最开始RDMA技术是基于InfiniBand的,数据包丢失在此类群集中很少见,因此RDMA Infiniband传输层(在NIC上实现)的重传机制很简陋,即:go-back-N重传,但是现在RDMA的使用更广泛,在其他网络中(如基于以太网的RoCE网络),丢包的概率大于Infiniband集群,一旦丢包,使用RDMA的go-back-N重传机制效率非常低,会大大降低RDMA的传输效率,所以要想发挥出RDMA真正的性能,势必要为RDMA搭建一套不丢包的无损网络环境

早期的经验表明,RoCE NIC只有在不丢包网络上运行时才能取得良好的端到端性能(因为RoCE使用的是go-back-N重传,丢包后果很严重),因此运营商转向以太网优先级流控(PFC)机制

limitations of PFC

【PFC的限制】

PFC(Priority-based Flow Control)是一种粗粒度的机制。其PAUSE机制进行流控的粒度是端口(或端口加优先级)的级别,而没有细化到flow的级别。因此PFC会导致head-of-line blocking (victim flow), unfairnesscongestion-spreading等问题。

我的理解是:PFC的PAUSE机制会ban掉一整条ingress(或该ingress中的某个优先级)上的所有flow

那么什么是基于flow的呢?flow可以理解成ip五元组:<协议类型、源IP地址、目的IP地址、源端口号、目的端口号>,对于TCP来讲就是一条TCP链接。
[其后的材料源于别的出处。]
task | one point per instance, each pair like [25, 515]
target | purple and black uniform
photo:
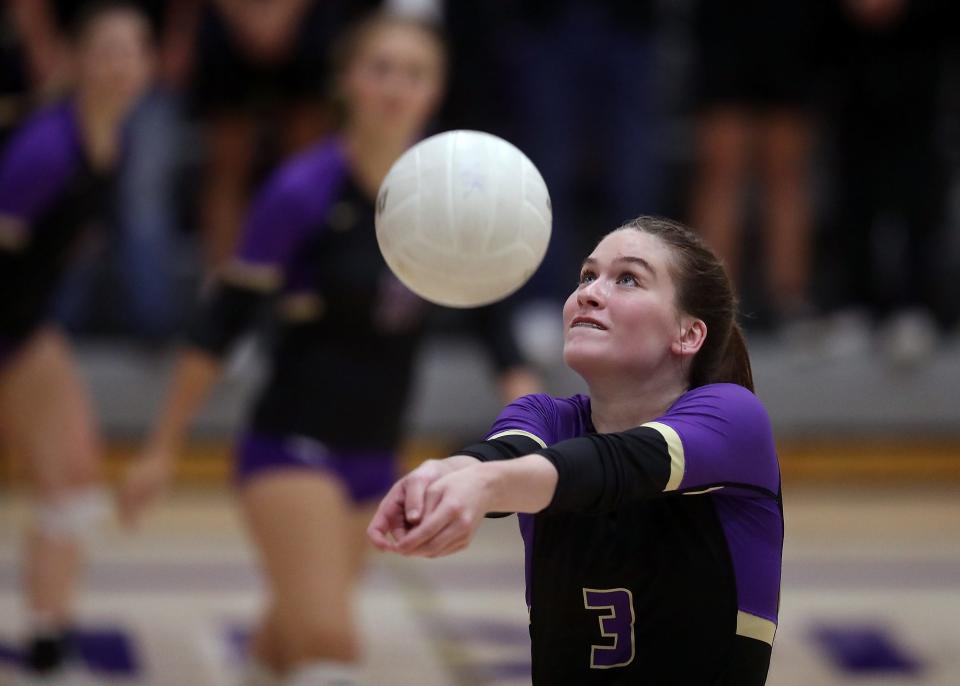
[658, 560]
[348, 331]
[48, 194]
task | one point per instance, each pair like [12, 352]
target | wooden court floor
[871, 588]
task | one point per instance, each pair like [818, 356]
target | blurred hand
[454, 505]
[517, 382]
[145, 480]
[404, 505]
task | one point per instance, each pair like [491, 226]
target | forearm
[457, 462]
[526, 484]
[195, 374]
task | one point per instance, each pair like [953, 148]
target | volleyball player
[55, 175]
[320, 447]
[650, 509]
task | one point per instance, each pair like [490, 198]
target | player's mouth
[587, 323]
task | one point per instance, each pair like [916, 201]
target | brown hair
[704, 291]
[348, 43]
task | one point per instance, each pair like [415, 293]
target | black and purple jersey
[658, 560]
[48, 194]
[344, 353]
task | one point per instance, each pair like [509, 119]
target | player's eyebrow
[590, 261]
但是一条连接中也可以有多条flow

所以DCQCN、DCTCP乃至TCP这种端到端的CC都可以理解成基于flow的(?)

  • ingress和egress:
    • Ingress - This is used to describe the port where a frame enters the device.
    • Egress - This is used to describe the port that frames will use when leaving the device.

Algorithm

分为三部分:

The DCQCN algorithm consists of the sender (reaction point (RP)), the switch (congestion point (CP)), and the receiver, (notification point (NP)).
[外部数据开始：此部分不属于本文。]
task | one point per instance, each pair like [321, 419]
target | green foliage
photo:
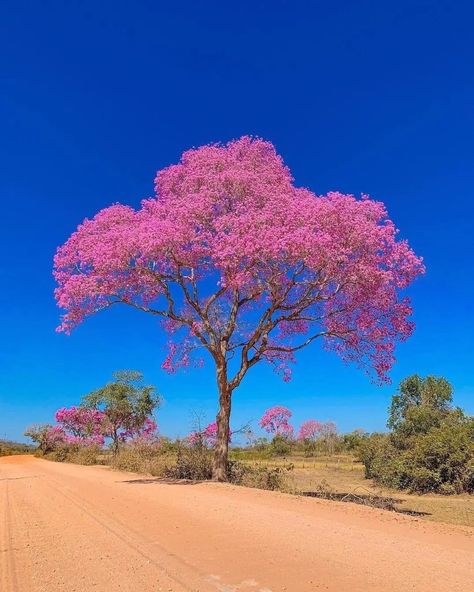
[194, 463]
[431, 447]
[431, 393]
[127, 402]
[353, 441]
[257, 476]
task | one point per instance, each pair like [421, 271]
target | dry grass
[342, 474]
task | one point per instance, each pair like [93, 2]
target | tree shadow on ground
[160, 481]
[366, 499]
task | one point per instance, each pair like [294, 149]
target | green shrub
[194, 463]
[440, 460]
[258, 476]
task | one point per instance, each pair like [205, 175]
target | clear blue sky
[374, 97]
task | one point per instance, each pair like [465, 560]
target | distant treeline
[7, 447]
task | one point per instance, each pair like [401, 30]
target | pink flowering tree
[276, 421]
[82, 426]
[328, 434]
[308, 434]
[240, 262]
[309, 430]
[46, 436]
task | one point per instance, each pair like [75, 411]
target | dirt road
[67, 527]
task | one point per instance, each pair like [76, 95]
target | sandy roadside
[68, 527]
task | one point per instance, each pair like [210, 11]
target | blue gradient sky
[374, 97]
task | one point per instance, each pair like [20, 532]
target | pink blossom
[230, 215]
[310, 430]
[81, 425]
[276, 421]
[206, 437]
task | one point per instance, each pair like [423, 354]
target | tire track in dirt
[90, 529]
[131, 538]
[9, 578]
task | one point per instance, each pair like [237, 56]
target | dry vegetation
[344, 475]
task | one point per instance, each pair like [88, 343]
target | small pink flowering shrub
[276, 421]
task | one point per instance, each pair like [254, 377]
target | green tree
[432, 395]
[127, 403]
[431, 446]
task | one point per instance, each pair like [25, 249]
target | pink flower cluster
[309, 430]
[231, 216]
[276, 421]
[81, 426]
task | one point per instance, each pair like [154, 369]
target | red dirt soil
[79, 529]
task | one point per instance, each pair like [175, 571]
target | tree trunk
[221, 452]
CP Algorithm: 与DCTCP类似,在egress queue中设置threshold并打上ECN标记

NP Algorithm: 按照一定的规则,生成Congestion Notification Packets (CNP)提醒拥塞发生

RP Algorithm: 按照状态机,对CNP做出反应,控制发送速率

image-20230725172322605

note

【注释】

PFC(Priority based Flow Control)是在交换机入口(ingress port)发起的拥塞管理机制。在通常无拥塞情况下,交换机的入口 buffer 不需要存储数据。当交换机出口(egress port)的 buffer 达到一定的阈值时,交换机的入口 buffer 开始积累,当入口 buffer 达到我们设定的阈值时,交换机入口开始主动的迫使它的上级端口降速。
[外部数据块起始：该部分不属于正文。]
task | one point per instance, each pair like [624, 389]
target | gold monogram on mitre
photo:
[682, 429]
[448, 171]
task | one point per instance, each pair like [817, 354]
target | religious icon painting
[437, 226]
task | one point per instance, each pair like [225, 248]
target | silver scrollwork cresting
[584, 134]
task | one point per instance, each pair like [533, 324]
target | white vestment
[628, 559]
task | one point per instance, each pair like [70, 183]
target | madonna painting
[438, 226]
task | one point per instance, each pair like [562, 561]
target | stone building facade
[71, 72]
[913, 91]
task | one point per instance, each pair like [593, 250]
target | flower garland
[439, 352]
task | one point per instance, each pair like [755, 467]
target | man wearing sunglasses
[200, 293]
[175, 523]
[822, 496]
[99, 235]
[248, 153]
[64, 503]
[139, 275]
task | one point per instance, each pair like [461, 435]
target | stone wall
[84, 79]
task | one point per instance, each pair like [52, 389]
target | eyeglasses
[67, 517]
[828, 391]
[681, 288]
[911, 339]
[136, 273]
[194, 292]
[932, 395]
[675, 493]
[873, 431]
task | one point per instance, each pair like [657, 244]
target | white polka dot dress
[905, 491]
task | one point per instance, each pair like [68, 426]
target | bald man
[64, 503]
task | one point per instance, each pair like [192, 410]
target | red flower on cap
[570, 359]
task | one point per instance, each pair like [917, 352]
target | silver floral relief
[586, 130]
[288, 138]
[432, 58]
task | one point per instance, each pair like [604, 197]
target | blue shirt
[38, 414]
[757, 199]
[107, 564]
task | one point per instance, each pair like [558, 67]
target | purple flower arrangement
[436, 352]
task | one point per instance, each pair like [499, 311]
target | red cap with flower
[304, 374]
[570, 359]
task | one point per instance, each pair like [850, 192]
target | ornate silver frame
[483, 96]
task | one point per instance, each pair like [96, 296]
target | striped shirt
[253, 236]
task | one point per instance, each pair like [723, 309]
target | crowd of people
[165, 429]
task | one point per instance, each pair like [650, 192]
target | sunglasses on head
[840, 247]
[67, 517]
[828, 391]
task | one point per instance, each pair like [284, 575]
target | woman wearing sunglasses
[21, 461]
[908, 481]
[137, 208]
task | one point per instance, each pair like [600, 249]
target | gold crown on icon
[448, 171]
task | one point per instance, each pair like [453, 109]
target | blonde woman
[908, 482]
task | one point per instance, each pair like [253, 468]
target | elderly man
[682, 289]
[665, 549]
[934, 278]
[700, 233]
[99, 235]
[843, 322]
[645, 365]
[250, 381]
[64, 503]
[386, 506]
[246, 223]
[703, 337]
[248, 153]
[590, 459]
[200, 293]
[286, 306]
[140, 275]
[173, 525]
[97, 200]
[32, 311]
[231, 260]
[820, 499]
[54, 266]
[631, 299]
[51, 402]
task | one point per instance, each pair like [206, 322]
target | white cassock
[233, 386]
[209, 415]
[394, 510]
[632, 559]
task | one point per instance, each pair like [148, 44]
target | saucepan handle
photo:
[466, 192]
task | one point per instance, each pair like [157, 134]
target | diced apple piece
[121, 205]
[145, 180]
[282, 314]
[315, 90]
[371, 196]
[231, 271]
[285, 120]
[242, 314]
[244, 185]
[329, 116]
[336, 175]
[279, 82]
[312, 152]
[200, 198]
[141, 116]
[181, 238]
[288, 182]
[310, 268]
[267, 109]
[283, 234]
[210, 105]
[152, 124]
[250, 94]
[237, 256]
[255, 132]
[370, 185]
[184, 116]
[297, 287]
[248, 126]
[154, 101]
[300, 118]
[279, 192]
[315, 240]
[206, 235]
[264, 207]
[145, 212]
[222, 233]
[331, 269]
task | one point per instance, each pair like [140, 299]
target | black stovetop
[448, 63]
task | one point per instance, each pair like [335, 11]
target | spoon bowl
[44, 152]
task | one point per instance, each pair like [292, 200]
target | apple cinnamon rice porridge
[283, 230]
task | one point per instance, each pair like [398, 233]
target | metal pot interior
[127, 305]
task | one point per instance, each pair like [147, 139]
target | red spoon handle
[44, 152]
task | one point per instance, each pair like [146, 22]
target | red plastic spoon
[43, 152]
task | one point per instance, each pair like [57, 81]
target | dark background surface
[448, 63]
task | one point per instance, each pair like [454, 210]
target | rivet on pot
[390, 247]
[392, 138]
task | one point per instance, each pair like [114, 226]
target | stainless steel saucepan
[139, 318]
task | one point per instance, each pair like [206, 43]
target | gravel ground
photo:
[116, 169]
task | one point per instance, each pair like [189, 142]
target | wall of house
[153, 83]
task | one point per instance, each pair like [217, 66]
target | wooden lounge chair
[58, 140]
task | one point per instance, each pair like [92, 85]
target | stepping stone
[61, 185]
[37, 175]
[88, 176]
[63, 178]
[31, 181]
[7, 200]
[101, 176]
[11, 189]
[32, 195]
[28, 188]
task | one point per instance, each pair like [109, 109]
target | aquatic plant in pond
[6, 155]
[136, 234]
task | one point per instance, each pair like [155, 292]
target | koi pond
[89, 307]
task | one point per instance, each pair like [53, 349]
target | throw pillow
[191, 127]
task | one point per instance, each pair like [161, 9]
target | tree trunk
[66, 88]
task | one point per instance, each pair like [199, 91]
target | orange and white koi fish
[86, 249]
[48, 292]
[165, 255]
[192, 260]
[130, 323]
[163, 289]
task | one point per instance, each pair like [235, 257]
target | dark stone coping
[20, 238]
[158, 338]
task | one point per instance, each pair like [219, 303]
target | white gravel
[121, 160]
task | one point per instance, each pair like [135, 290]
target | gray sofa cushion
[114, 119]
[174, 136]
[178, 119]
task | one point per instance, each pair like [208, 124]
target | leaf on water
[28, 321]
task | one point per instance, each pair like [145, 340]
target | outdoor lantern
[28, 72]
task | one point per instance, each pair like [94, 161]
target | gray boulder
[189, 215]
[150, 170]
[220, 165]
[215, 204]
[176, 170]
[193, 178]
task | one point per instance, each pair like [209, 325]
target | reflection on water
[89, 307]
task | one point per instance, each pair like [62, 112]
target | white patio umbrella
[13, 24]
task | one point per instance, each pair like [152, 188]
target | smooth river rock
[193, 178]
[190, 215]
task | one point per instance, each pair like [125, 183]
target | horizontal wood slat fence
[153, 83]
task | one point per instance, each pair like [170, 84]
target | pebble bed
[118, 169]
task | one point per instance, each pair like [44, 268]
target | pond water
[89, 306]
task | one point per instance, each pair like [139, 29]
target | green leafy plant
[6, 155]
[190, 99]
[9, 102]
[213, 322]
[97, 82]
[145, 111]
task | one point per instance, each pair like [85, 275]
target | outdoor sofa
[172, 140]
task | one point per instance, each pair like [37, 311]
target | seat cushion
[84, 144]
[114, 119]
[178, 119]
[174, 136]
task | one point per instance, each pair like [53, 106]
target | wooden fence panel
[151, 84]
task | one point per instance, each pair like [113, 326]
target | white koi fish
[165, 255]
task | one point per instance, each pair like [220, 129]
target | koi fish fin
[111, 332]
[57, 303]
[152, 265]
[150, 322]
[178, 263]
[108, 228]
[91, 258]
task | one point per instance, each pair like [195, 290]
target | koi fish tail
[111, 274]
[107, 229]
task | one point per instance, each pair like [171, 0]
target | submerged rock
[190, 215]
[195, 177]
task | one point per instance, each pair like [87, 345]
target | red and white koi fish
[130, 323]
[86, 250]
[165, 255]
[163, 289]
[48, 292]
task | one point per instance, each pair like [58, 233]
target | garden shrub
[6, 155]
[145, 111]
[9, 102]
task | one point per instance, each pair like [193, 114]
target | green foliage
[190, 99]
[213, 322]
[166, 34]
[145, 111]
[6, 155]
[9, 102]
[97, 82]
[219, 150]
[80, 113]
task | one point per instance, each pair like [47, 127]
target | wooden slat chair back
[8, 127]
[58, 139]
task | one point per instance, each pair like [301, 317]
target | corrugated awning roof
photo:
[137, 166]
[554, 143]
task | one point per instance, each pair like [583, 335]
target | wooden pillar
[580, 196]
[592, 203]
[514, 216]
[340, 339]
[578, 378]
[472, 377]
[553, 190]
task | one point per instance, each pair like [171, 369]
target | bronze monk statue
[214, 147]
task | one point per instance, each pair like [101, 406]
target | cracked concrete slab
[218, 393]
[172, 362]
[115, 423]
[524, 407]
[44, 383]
ECN(Explicit Congestion Notification) 是在交换机出口(egress port)发起的拥塞控制机制。当交换机的出口 buffer 达到我们设定的阈值时,交换机会改变数据包头中的 ECN 位来给数据打上 ECN 标签

img

从充分发挥网络高性能转发的角度,我们一般建议==通过调整ECN和PFC的buffer水线让ECN快于PFC触发==,即网络还是持续全速进行数据转发,让服务器主动降低发包速率。如果还不能解决问题,再通过PFC让上游交换机暂停报文发送,虽然整网吞吐性能降低,但是不会产生丢包。

TIMELY: RTT-based Congestion Control for the Datacenter

【==TIMELY好像没提怎么应对delayed-ACK?==】

We also measure the minimum RTT sample in every round, as prior work has found it to be a robust descriptor untainted by delayed ACKs and send/receive offload schemes.

Abstract

  • simple packet delay, measured as round-trip times at hosts, is an effective congestion signal without the need for switch feedback.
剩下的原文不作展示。